# Lack of teeth on lower jaw?



## Marlene (May 14, 2010)

Well, we were watching our B&W eat and Johnny noticed that it looked like it doesn't have any teeth on it's lower jaw. It's still a young tegu, only about a foot long, no green on the head and has a lot of scars and/or burns on its head. The upper jaw seems to have all of its teeth. Are the teeth in the lower jaw just harder to see, could it be that those teeth haven't grown in yet, or could it be that it's starting to lose some baby teeth really early (if they even drop their baby teeth)?
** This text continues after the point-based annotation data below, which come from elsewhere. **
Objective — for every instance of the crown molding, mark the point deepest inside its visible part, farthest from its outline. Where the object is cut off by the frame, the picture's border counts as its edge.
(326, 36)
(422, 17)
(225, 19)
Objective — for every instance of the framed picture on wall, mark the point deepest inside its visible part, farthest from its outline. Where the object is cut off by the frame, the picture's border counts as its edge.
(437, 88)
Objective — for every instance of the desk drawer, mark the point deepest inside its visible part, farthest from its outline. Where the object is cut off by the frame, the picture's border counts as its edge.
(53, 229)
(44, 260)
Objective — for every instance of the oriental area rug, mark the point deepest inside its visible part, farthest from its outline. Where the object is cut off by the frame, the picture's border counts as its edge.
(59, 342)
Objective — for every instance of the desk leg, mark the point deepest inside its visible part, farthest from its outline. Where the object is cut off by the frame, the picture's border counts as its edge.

I haven't pried its mouth open to really look or take photos, but I watched it eat every single cricket and stared at its lower jaw the entire time.


----------



## White_Lotus (May 14, 2010)

hmmmm thats really weird i know all 3 of my tegus have teeth on the top and bottom(because i have been bitten lol) but only on my larger tegus you can see the lower jaw's teeth.


----------



## Marlene (May 14, 2010)

Next time she wakes up I'll have to open up her mouth and take a look. I know I can see both sets of teeth on my Colombian, so maybe it's an Argentine thing? Or Johnny and I are just blind... I know I almost am! lol


----------



## White_Lotus (May 15, 2010)

it may be an argentine thing i can only see my youngest(2ft long) tegu's bottom tegu when he's first reaching for a rat straight from the tongs. I don't think your blind i think those teeth are just teeny tiny


----------